Recent world events have demonstrated the serious disruption that can be caused by a break in information flow in a 24-hour, seven-days-a-week global economy, writes Rick Cudworth, Partner at KPMG. If there’s one thing that’s certain when it comes to developments in business technology, it’s that 24/7 system availability will continue to be at the top of the business agenda. Now more than ever, interaction between customer and company takes place through technological channels, be they call-centres, email or the Internet. These channels have overtaken traditional face-to-face contact. Over the next five years the importance of these channels to customer communication and quality of service will increase, simply because they allow businesses to become more accessible to their customers in a highly cost-efficient way. But, despite this, few companies are able to measure the cost of IT failure to the business, and with the range of security threats that can bring a business down, information availability remains a tough nut to crack. Recent world events, regulatory pressures and stronger corporate governance mean that business continuity has again become a hot topic. The difference is that now the risks and threats are greater and unspecific, organisations are even more dependent on complex technology and, with the growth of the Internet to support customer transactions and relationships, they are increasingly intolerant of down-time.

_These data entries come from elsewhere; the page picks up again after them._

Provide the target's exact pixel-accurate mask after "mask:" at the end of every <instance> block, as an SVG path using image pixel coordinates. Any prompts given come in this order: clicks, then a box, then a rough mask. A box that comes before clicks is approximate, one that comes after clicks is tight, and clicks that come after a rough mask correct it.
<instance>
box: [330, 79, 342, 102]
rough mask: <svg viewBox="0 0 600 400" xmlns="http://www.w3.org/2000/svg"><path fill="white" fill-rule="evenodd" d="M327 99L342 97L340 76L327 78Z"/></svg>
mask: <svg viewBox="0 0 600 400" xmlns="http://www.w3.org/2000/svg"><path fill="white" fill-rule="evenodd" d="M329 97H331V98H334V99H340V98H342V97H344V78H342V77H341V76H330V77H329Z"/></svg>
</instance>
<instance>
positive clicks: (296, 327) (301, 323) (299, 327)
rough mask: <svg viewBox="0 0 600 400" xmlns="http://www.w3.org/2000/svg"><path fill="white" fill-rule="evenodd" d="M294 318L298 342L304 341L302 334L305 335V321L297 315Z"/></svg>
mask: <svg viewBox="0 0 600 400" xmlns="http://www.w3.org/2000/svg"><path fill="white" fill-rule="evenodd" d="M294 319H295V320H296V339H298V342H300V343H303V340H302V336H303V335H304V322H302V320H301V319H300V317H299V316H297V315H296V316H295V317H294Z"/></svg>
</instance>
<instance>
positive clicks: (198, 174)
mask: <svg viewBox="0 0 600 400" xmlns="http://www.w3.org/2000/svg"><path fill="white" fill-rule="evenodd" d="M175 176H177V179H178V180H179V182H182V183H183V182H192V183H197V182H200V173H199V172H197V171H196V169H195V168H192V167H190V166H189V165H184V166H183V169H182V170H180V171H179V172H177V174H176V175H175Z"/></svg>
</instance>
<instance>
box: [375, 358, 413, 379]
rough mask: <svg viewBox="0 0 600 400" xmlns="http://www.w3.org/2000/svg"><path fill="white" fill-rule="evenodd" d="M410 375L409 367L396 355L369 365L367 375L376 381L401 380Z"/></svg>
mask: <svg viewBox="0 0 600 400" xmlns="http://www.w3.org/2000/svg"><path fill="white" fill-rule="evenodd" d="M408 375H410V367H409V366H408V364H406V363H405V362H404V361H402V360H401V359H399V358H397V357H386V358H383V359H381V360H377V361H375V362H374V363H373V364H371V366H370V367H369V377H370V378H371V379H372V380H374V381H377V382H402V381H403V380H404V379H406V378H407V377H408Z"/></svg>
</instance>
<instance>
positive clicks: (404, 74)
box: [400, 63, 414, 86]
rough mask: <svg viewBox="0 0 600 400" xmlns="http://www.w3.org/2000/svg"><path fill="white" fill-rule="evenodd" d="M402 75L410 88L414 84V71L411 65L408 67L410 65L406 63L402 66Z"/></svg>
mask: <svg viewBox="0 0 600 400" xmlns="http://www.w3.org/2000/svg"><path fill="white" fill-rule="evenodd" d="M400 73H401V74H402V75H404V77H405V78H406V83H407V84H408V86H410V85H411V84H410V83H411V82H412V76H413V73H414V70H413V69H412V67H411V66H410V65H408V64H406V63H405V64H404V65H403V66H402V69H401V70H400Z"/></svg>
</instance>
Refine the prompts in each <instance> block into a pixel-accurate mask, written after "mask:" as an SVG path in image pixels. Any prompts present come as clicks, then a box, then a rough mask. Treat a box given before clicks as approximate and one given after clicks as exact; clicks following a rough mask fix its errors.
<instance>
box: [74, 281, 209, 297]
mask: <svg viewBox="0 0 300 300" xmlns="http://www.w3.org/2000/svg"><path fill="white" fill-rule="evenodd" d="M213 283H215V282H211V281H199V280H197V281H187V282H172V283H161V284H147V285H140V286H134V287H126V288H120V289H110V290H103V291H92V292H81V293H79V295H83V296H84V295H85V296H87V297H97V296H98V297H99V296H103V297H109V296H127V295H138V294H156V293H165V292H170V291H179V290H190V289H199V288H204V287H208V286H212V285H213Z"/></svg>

The growing challenge of 24/7 availability In the summer of 2002, KPMG conducted a survey of FTSE senior executives on the importance of different customer contact channels to their businesses. The key findings reinforce the growing supremacy of technology in facilitating this interaction, and the ongoing difficulties faced by businesses in measuring costs.  Of those surveyed, 94 per cent of businesses said that their customers now use call centres to contact them, with 88 per cent of those questioned using email and 66 per cent also using the Internet. This compares with more traditional methods, where only 43 per cent of customers still use branch networks. What’s more, 38 per cent of companies now also generate up to 10 per cent of their revenue via the Internet.  When questioned on the need for 24/7 access, 52 per cent of respondents described continuous information availability as critical to customer service today, rising to 85 per cent when asked if it would be critical in three years time. This underscores the premise that continuous customer access to information will be a growing requirement, and that continuous system and information availability across multiple channels will be imperative.  However, despite the growing importance of ‘always open’ technology channels, 75 per cent of businesses had no way of measuring the cost of IT failure to the business, although 80 per cent felt that it would be beneficial to be able to better relate the performance of IT to quality of service.  Equally, while 69 per cent did have technology-based service level agreements in place to help monitor IT performance, only 23 per cent actually employed metrics to measure the cost of IT failure. Half of these had lost more than £100,000 from IT failures in the last year, owing to loss of sales and customers or due to service penalties incurred. The research shows that whilst organisations are striving to improve information availability to customers, and do recognise that technology failures will directly and materially impact on service to customers, they still need to take more vigorous steps to monitor IT performance and be able to directly link it to business performance. What’s more, as the range and severity of security threats grow, the need to have effective means of protecting the IT infrastructure and, therefore, continuous availability becomes imperative.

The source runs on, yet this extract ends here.